Beyond saying we also have a product that works and people need, we had already been heavily focused on product education since the beginning of the year, and that work really came to fruition when the pandemic hit. For those of you who are not working with period underwear, the takeaway is to consider how you can best educate consumers about your product or service — what is it they may not know about the brand that would be key to them? Also, think about why they need it and how it will benefit them right now.
Q. What advice can you give to other businesses regarding reacting to trends and adapting quickly?
Lyndsey Arnold: In March, Congress passed the Cares Act to help businesses and individuals financially navigate what was happening. With this bill, we were able to start offering our underwear in the HSA and FSA store, meaning individuals can use their flex spending accounts to purchase.
We also monitored the quickly shifting trends as everyone began to shelter in place and start working remotely. One of the biggest trends was, of course, how loungewear became the new “uniform,” so we sought out ways to offer our underwear to retailers that were looking to expand their offerings, as well as known go-to stores for comfort wear. With that, we quickly increased our Amazon offerings, which previously only included Speax by Thinx and Thinx (BTWN), to include our core Thinx line. We also sought out new partnerships with stores like Urban Outfitters and Free People, knowing that they would be looking to increase their comfort offerings.

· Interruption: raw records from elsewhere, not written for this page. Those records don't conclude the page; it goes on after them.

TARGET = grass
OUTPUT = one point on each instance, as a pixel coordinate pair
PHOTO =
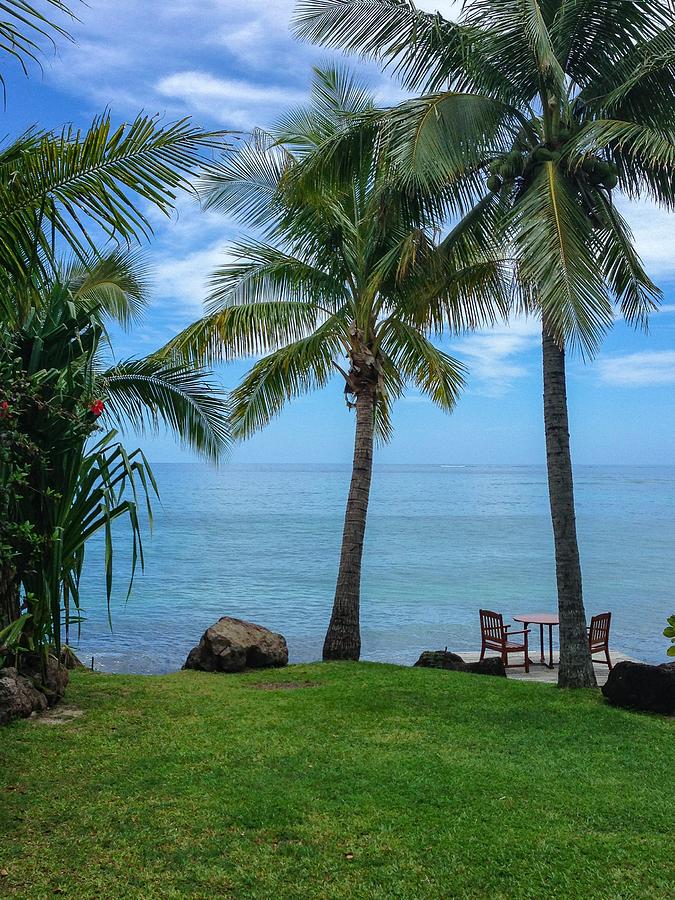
(378, 782)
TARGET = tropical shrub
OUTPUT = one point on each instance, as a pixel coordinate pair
(65, 477)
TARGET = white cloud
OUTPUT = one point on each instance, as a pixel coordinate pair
(185, 280)
(497, 357)
(449, 9)
(235, 103)
(651, 368)
(654, 233)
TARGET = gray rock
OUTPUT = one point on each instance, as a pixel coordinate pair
(232, 645)
(18, 696)
(442, 659)
(639, 686)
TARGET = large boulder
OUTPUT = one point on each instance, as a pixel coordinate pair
(19, 697)
(639, 686)
(27, 685)
(442, 659)
(232, 645)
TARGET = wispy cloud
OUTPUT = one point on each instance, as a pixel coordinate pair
(499, 356)
(651, 368)
(654, 232)
(231, 102)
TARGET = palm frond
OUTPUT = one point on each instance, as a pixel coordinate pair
(337, 98)
(24, 28)
(245, 184)
(517, 58)
(423, 49)
(148, 392)
(267, 272)
(633, 289)
(244, 330)
(644, 156)
(295, 369)
(557, 254)
(116, 284)
(439, 376)
(62, 184)
(448, 139)
(604, 44)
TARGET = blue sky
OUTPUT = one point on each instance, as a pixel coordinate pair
(233, 64)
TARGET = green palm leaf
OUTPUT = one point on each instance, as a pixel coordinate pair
(293, 370)
(557, 253)
(24, 28)
(57, 186)
(147, 393)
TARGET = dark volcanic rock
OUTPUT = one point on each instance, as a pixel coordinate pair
(492, 665)
(232, 645)
(639, 686)
(442, 659)
(18, 696)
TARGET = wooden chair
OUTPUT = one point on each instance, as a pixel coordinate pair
(496, 636)
(598, 637)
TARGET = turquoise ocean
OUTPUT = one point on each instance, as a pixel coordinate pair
(262, 543)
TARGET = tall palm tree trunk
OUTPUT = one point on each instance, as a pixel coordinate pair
(343, 638)
(576, 667)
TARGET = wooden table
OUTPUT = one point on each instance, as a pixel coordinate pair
(541, 619)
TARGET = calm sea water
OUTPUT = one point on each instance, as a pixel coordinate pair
(262, 543)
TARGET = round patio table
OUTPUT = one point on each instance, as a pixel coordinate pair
(541, 619)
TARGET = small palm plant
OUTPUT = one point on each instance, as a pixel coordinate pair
(348, 281)
(64, 479)
(537, 113)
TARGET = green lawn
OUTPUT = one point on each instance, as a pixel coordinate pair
(380, 782)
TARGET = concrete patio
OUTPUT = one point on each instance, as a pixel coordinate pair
(550, 676)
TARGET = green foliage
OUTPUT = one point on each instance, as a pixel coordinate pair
(669, 632)
(66, 477)
(349, 278)
(25, 28)
(65, 489)
(569, 101)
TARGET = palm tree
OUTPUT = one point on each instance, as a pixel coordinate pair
(537, 112)
(348, 280)
(25, 28)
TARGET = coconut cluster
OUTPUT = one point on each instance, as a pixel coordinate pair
(506, 169)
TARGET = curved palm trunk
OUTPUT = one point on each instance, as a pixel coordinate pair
(343, 638)
(576, 667)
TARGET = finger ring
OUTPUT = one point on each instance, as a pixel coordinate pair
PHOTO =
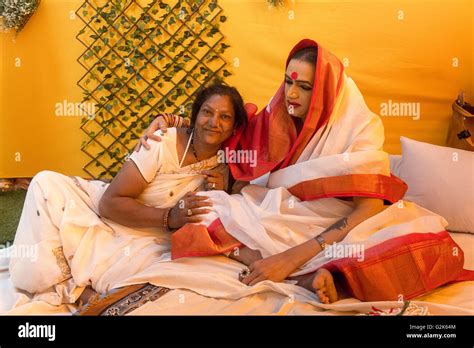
(244, 273)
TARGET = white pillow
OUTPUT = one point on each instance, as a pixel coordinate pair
(440, 179)
(395, 162)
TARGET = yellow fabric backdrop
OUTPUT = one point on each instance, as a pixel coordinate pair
(403, 51)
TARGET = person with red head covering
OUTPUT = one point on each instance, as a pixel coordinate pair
(320, 210)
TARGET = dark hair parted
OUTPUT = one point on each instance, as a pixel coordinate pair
(217, 88)
(308, 55)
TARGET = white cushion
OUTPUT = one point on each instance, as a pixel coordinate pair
(440, 179)
(395, 162)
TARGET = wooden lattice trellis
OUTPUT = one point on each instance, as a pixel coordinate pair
(142, 58)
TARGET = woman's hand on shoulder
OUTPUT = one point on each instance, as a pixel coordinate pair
(159, 123)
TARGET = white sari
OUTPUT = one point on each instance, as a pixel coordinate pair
(72, 246)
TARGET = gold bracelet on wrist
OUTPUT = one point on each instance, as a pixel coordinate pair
(166, 216)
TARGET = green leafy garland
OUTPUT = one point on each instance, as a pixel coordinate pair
(143, 58)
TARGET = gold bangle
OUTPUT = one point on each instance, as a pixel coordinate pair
(321, 241)
(166, 225)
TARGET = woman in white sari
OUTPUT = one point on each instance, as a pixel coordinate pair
(92, 234)
(327, 183)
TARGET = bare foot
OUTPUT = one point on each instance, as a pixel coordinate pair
(86, 295)
(245, 255)
(323, 285)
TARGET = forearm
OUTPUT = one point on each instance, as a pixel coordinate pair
(131, 213)
(176, 121)
(304, 252)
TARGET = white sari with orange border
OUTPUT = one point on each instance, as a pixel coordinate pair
(406, 250)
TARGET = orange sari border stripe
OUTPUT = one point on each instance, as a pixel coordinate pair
(403, 267)
(380, 186)
(198, 240)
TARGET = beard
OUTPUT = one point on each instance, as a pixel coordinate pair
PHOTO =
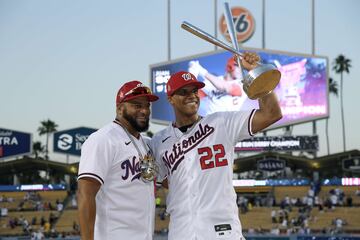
(132, 121)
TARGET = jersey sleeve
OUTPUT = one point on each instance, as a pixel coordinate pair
(97, 155)
(238, 124)
(163, 172)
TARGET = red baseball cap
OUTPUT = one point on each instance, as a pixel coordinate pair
(134, 89)
(181, 79)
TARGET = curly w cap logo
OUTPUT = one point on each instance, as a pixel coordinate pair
(186, 76)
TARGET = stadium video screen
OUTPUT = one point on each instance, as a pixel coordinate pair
(302, 91)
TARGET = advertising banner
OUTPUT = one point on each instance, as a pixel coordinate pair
(302, 91)
(281, 143)
(14, 143)
(70, 141)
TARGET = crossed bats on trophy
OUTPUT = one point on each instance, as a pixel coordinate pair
(258, 82)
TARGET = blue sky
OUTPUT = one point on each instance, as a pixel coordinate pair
(65, 60)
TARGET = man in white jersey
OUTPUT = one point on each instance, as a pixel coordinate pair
(196, 155)
(220, 93)
(114, 203)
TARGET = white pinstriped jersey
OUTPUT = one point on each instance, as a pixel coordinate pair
(199, 167)
(125, 205)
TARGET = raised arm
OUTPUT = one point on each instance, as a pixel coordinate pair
(269, 110)
(218, 82)
(268, 113)
(87, 190)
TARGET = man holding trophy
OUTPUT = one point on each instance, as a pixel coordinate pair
(196, 156)
(116, 173)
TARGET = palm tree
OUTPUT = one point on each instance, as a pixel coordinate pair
(333, 89)
(47, 127)
(341, 65)
(38, 148)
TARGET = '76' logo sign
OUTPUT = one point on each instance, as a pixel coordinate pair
(244, 24)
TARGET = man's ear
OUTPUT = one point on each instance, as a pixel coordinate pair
(119, 108)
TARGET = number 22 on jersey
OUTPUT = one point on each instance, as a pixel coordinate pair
(212, 157)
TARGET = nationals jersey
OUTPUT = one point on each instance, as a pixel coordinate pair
(125, 205)
(199, 167)
(218, 100)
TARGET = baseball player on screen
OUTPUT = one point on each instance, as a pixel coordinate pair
(221, 93)
(196, 157)
(114, 203)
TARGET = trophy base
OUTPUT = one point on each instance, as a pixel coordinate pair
(261, 81)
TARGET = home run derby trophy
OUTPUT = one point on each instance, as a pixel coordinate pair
(259, 81)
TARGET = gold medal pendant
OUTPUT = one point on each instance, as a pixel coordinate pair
(148, 168)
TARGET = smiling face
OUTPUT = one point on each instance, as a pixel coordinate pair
(185, 101)
(136, 112)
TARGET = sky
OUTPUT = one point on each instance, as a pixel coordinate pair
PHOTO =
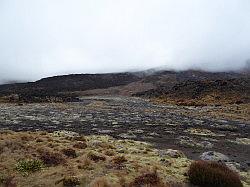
(40, 38)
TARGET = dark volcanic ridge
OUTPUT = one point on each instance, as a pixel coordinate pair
(196, 87)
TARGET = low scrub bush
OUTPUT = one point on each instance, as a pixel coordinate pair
(52, 158)
(69, 152)
(95, 157)
(80, 145)
(29, 166)
(212, 174)
(150, 179)
(119, 160)
(71, 181)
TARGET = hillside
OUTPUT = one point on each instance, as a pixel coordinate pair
(164, 85)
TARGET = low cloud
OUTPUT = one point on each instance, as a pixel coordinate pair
(45, 38)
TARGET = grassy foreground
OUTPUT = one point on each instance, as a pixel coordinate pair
(67, 159)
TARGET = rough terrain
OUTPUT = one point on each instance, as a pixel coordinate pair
(165, 126)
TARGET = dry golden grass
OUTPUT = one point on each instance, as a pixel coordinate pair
(99, 164)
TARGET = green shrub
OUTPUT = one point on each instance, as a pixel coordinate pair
(28, 166)
(212, 174)
(69, 152)
(52, 158)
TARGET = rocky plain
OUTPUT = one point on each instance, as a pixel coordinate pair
(142, 133)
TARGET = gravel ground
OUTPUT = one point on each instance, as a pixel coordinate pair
(132, 118)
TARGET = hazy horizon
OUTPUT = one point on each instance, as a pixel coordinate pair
(47, 38)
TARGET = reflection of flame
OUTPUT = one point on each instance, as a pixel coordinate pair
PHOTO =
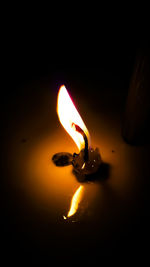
(68, 115)
(76, 199)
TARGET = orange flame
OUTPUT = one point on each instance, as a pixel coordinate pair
(68, 115)
(76, 199)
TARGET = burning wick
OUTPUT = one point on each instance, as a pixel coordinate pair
(88, 160)
(79, 130)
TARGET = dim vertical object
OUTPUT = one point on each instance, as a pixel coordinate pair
(137, 111)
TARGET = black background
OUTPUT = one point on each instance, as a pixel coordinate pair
(38, 53)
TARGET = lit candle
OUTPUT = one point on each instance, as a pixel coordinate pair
(88, 160)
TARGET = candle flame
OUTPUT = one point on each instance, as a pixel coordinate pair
(76, 199)
(69, 116)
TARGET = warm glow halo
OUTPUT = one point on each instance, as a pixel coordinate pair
(68, 115)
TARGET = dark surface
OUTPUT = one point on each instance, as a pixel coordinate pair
(33, 238)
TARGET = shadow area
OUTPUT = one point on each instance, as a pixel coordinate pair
(101, 175)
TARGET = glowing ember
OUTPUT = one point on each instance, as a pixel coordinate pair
(76, 199)
(69, 116)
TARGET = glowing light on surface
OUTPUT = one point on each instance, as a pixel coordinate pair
(76, 199)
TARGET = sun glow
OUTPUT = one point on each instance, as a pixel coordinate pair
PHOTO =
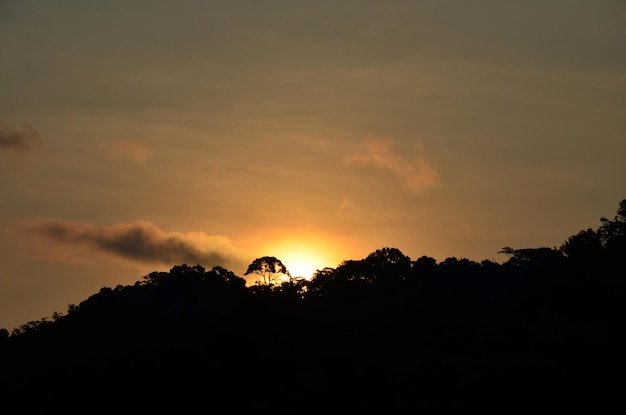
(304, 256)
(300, 265)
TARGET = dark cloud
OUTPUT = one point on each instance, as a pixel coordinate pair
(25, 138)
(140, 241)
(417, 174)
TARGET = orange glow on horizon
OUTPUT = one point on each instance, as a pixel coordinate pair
(304, 255)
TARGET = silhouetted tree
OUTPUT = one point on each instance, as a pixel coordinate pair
(270, 269)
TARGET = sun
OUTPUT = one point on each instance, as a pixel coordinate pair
(300, 264)
(303, 256)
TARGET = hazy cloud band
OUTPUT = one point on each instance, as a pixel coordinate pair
(25, 138)
(140, 241)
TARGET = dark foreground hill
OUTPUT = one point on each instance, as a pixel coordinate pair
(541, 332)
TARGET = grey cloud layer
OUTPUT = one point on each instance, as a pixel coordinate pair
(416, 175)
(25, 138)
(141, 241)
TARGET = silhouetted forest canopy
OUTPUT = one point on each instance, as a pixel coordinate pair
(541, 331)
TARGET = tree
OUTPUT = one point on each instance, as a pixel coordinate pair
(270, 269)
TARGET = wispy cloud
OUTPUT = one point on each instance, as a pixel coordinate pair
(127, 149)
(20, 139)
(140, 241)
(348, 210)
(416, 173)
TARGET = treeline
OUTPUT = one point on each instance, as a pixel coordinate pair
(384, 332)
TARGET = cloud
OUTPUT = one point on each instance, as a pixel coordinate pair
(347, 209)
(140, 241)
(127, 149)
(21, 139)
(417, 174)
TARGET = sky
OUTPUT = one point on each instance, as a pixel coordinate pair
(139, 135)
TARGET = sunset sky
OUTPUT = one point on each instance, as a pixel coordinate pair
(138, 135)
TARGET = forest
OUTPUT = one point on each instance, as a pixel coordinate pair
(537, 332)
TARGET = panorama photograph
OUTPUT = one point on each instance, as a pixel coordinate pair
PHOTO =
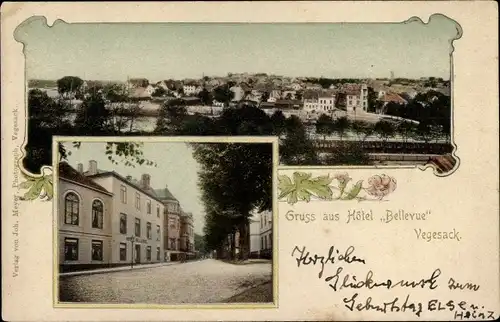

This is a reminder that you always have to be ready to react quickly to what is happening in the world. It’s important to have alternative sales and promotional strategies that keep inventory flow active, even if it wasn’t your first choice. Always be prepared with a second and third contingency plan. Sometimes you have to be willing to relinquish some of your pride to maintain the health of your business.
As brands look forward to what the next few months of business looks like, it might feel easier to stay within comfort zones, but those that get creative, stay motivated, look for new opportunities and most importantly, are kind, have the potential to start new relationships and build on existing ones to get through the pandemic in partnership.